The UK is set to deploy additional troops to the Sahel, but currently lacks a clear strategy.
The fight against Islamist groups in the Sahel is expanding. Operation Takuba, France’s latest counterterrorism operation in the Sahel, will be made up of special forces from France, Belgium, the Czech Republic, Denmark, Estonia, Germany, Mali, the Netherlands, Niger, Portugal, Sweden and a political support team from the UK. France will deploy roughly 500 troops, the Czech Republic 60, Estonia 50, with remaining countries yet to confirm deployment numbers. Norway, which had indicated its willingness to deploy special forces, has now withdrawn its offer.
Takuba – meaning ‘sabre’ in Tuareg – will have four priorities: counterterrorism, military capacity-building, redeployment of state authority and development. The mission will operate within the tri-border areas of Mali, Burkina Faso and Niger and be headquartered in the Liptako region, near a French military base in the Nigerien city of Niamey. The operation is designed to eradicate groups like the Islamic State in the Greater Sahara, which is led by Abu Walid Al-Sahrawi.
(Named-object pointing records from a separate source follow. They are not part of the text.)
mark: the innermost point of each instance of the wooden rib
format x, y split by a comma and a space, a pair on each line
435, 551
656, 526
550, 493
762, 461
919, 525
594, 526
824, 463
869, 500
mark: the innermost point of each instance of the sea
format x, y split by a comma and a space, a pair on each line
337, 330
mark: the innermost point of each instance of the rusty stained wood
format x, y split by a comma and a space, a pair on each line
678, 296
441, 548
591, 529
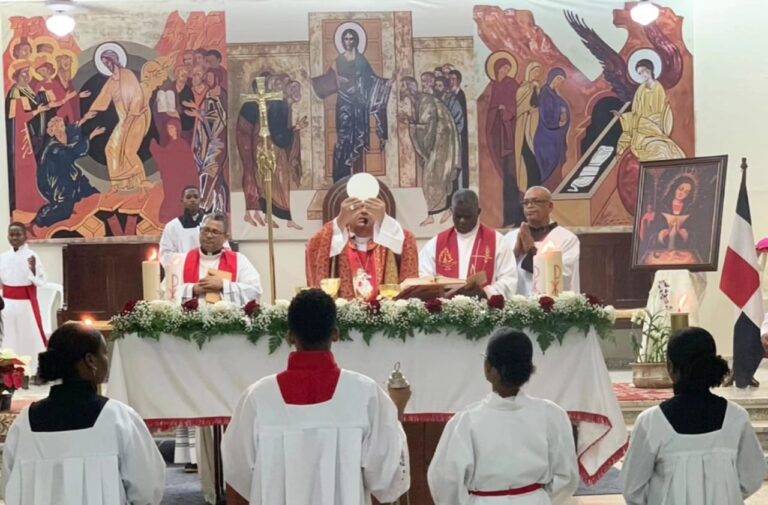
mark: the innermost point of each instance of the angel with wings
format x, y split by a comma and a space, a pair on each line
647, 125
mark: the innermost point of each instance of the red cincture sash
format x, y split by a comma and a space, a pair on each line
509, 492
227, 263
359, 260
27, 293
483, 254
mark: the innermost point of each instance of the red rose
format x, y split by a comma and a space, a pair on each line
434, 306
191, 305
129, 308
251, 308
496, 302
374, 307
593, 300
546, 303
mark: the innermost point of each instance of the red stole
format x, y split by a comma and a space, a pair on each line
364, 260
28, 292
227, 263
483, 255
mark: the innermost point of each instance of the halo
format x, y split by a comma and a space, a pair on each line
66, 52
122, 57
490, 63
644, 54
362, 37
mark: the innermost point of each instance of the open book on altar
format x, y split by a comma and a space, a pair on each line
225, 276
429, 288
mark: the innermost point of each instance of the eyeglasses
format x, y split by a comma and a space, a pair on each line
212, 232
535, 202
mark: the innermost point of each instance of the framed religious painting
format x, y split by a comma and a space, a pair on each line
679, 212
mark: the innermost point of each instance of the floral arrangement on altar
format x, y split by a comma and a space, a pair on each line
548, 317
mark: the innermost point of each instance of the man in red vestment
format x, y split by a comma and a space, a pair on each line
469, 248
364, 247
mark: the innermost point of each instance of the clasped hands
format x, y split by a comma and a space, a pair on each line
208, 284
352, 208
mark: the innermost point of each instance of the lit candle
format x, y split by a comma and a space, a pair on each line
678, 321
173, 277
548, 272
150, 275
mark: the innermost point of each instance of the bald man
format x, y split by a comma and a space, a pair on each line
539, 233
468, 248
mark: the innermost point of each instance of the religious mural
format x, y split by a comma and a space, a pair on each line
544, 122
103, 136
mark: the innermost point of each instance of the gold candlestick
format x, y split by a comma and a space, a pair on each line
399, 390
679, 321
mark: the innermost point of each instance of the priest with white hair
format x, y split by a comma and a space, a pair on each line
539, 233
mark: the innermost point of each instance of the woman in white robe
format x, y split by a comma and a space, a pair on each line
76, 447
509, 448
696, 447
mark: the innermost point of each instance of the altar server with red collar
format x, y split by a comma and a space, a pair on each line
509, 448
21, 273
470, 248
245, 284
539, 233
314, 434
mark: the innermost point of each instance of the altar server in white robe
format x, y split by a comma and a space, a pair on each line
314, 434
538, 234
76, 447
509, 448
695, 448
245, 283
469, 248
21, 273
The UK is committing 250 troops (from the Light Dragoon Guards and the Royal Anglian Regiment) as part of the UK’s long-range reconnaissance force, deployed alongside the UN Multidimensional Integrated Stabilization Mission in Mali (MINUSMA). According to the International Civil Service Union – an expert body established by the UN General Assembly – at least 423 UN and associated personnel have been killed in deliberate attacks in Mali as a result of IEDs, rocket and artillery fire, mortar shells, land mines, grenades, suicide attacks, targeted assassinations, and armed ambushes.